Fast forward to 2025, and when the so-called “Magnificent Seven” (Alphabet, Amazon, Apple, Meta Platforms, Microsoft, Nvidia and Tesla) entered the trillion-dollar valuation club, their rise was attributed to genius and innovation. Yet when they falter, as in the Tesla versus BYD competition, blame often shifts to external factors such as unfair regulation or intellectual theft. US exceptionalism is cast as merit-based, while China’s ambition for technological leadership is condemned as unscrupulous.
Why, then, would a European nation insert itself into a Sino-American contest for semiconductor supremacy in which the continent is a distant third?
European leaders argue that the answer lies in safeguarding sovereignty and reducing dependence on authoritarian regimes. But the economic consequences are already becoming clear. Most of Nexperia’s production takes place in China, leaving the company unable to meet demand without that capacity. Since the takeover, several of its operations have slowed, and hundreds of employees in the Netherlands, the UK and Germany face redundancy. Global carmakers such as Volkswagen and Volvo have warned of possible production delays due to shortages of automotive chips, which are vital for vehicle electronics and control systems.
The Netherlands is not alone. Across Europe, governments have embraced the rhetoric of “de-coupling” from China even as their economies remain deeply entangled with it. The seizure of Nexperia aligns closely with European proponents of Donald Trump’s “liberation day” discourse, his campaign for economic disentanglement from China framed as moral redemption, and it foreshadows further clawbacks across the Maastricht-born union. European Commission President Ursula von der Leyen’s call for “de-risking rather than decoupling” now rings hollow against this backdrop.

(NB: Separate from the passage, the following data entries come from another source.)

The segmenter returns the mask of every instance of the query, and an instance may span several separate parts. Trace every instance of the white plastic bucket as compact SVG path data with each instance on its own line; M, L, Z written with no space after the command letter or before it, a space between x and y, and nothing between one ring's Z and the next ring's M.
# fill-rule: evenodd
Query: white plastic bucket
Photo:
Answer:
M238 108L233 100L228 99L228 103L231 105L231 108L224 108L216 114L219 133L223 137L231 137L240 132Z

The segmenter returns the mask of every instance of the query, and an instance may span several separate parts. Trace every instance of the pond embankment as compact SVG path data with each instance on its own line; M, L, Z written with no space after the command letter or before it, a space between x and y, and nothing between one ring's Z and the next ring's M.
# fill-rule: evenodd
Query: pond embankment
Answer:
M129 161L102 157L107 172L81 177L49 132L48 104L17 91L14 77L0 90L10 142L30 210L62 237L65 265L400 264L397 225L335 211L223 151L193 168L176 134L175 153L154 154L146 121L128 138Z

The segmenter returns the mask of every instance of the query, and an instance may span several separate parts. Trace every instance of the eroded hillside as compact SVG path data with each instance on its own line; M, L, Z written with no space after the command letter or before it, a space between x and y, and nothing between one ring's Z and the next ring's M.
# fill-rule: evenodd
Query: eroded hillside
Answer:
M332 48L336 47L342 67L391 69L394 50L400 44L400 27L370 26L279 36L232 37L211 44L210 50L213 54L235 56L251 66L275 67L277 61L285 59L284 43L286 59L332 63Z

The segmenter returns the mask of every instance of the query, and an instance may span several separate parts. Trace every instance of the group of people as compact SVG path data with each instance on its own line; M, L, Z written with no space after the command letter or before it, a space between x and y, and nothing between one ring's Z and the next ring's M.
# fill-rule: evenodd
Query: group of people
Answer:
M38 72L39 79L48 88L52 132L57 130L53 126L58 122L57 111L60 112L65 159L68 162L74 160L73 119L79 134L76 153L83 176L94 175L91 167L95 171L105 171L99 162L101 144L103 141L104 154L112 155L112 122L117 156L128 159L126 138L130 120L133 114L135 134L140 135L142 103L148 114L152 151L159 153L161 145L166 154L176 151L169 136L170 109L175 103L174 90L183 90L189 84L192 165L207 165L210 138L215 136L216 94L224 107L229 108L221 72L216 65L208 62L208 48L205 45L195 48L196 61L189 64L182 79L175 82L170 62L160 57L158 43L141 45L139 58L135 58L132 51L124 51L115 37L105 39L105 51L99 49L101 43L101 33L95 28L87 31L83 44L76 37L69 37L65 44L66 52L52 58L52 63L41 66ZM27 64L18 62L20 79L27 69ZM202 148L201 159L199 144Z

There is an implicit capitulation in all this, one that began with the Marshall Plan in 1948 and continues to shape Europe’s responses to crises from the Russo-Ukrainian war to the present contest over technology. Each episode has reaffirmed the same pattern: when Washington redraws its global lines, Europe adjusts accordingly. The Dutch seizure of Nexperia may be justified in the language of sovereignty, but it exposes how little sovereignty remains. As the US and China battle for technological dominance, Europe once again finds itself not as a player in the new order, but as its terrain.
The views expressed in this article are the author’s own and do not necessarily reflect Al Jazeera’s editorial policy.